As highlighted by buzzfeed article on the dominance of fake news over real news in the last American election, or the the guardian paper on need it and Robert Mercer, it appears social platforms are at the moment not willing to be accountable for what they propagate as their main incentive is how much some content can be viral.
Therfore, one could ask how to create an incentive to make them better control the quality of propagated information?
2 options seem available:
1) external incentive: create a legally binding status for all provider of information forcing them to check propagated information.
2) internal incentive
Its pretty close to the other question below: Should governments takle ‘fake news’ using legal instruments? so we can combine them both together.

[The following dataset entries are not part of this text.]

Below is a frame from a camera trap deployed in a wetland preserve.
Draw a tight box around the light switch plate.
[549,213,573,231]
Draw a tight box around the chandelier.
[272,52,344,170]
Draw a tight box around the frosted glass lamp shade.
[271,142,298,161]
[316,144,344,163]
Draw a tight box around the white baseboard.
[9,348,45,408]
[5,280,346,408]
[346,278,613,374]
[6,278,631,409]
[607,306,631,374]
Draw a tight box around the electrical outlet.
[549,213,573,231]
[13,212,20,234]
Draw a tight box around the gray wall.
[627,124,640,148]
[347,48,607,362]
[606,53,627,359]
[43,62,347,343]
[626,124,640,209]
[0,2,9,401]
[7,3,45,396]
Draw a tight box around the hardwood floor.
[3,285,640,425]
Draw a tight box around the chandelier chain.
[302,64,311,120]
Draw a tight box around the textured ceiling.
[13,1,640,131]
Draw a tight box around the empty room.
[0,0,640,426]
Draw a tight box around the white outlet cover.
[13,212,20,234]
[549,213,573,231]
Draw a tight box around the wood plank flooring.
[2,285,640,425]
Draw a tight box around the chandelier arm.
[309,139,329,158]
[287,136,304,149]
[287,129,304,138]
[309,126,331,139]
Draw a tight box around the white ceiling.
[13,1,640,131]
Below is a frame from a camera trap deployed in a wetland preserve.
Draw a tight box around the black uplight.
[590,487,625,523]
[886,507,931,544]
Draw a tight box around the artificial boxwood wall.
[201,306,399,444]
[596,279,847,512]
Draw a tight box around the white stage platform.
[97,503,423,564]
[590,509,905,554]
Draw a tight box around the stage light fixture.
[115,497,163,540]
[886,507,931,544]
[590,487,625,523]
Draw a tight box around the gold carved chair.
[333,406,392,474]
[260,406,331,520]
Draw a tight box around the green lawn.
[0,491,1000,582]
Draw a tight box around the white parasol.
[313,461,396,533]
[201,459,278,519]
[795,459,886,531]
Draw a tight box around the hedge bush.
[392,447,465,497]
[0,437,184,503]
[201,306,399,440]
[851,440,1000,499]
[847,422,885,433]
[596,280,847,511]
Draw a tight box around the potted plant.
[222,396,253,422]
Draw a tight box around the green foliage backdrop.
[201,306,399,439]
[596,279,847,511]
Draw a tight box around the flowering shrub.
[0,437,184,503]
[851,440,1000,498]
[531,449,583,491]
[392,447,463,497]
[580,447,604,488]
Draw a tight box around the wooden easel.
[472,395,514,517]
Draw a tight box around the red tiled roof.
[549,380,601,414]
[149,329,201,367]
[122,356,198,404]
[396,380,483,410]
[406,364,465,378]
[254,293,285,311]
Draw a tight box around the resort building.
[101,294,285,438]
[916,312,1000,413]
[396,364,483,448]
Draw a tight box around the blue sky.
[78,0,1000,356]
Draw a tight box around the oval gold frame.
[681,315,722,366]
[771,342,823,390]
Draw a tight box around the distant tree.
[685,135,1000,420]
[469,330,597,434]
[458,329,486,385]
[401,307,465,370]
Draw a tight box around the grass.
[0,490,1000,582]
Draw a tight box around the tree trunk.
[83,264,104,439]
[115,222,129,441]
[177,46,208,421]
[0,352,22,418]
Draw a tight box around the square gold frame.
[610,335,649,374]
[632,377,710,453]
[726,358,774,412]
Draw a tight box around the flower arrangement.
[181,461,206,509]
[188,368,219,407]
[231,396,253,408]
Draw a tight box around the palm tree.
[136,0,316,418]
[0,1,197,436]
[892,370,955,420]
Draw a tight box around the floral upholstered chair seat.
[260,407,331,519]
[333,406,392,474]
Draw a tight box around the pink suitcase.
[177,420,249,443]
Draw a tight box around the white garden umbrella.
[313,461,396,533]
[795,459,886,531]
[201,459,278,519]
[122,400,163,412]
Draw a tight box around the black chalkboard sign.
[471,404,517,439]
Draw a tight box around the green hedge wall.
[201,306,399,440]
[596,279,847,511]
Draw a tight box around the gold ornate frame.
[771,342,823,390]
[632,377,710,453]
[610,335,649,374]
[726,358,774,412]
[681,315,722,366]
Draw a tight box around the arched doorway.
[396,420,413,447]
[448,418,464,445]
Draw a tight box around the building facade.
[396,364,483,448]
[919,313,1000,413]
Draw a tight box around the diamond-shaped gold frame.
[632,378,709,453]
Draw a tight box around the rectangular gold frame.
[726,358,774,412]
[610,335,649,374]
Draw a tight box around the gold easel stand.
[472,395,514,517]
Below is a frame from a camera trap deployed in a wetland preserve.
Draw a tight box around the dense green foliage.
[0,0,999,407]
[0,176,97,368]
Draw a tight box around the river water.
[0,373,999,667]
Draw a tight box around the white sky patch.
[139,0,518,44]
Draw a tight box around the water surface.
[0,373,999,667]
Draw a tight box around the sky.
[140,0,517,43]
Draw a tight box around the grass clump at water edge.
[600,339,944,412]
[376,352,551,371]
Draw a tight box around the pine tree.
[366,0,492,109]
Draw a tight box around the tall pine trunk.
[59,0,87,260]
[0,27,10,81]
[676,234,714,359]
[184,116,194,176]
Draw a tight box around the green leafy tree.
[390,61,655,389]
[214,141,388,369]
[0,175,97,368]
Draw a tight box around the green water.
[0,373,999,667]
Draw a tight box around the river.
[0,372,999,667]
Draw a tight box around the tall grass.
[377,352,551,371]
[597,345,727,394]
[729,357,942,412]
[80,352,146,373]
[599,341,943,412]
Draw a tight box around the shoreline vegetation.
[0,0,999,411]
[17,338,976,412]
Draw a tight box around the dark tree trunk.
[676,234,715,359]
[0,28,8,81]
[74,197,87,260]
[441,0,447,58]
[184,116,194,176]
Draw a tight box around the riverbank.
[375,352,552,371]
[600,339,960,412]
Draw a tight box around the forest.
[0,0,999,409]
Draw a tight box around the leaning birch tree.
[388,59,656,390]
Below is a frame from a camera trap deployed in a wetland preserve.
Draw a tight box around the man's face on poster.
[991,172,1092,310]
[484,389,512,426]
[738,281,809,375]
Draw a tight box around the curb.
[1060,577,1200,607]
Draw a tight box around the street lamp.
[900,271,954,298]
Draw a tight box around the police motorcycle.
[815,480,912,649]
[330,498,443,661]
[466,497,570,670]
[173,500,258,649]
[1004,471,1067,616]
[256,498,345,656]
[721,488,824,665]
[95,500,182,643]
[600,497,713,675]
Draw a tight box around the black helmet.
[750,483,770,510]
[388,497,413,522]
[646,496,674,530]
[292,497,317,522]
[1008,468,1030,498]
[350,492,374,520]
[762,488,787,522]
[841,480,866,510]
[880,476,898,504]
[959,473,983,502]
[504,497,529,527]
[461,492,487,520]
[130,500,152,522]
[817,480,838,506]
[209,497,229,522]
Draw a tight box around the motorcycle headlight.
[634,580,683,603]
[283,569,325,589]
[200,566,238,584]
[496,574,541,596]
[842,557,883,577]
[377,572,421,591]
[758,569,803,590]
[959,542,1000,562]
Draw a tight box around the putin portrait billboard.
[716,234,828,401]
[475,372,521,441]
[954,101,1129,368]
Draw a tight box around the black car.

Interesting, I just read an article on Buzzfeed (https://www.buzzfeed.com/craigsilverman/its-all-about-the-data-and-algorithms?utm_term=.qyVAkbR2k#.kh2jLekrL ) about the new tools Facebook is developing to stop the propagation of fake news. Facebook is currently developing partnerships with human fact checkers who are in charge of checking developing stories and give them (or not) a label of “fake news”. It is also adapting their algorithm to stop the propagation of these labelled fake news on the website. In the long run, they are planning to cut the advertising options of all the public pages repeatedly sharing fake news stories.
Facebook’s main argument for this curb, is that they want to provide the most relevant content, which means a certain level of quality (as it has become the biggest news platform in the world, in term of users and content shared).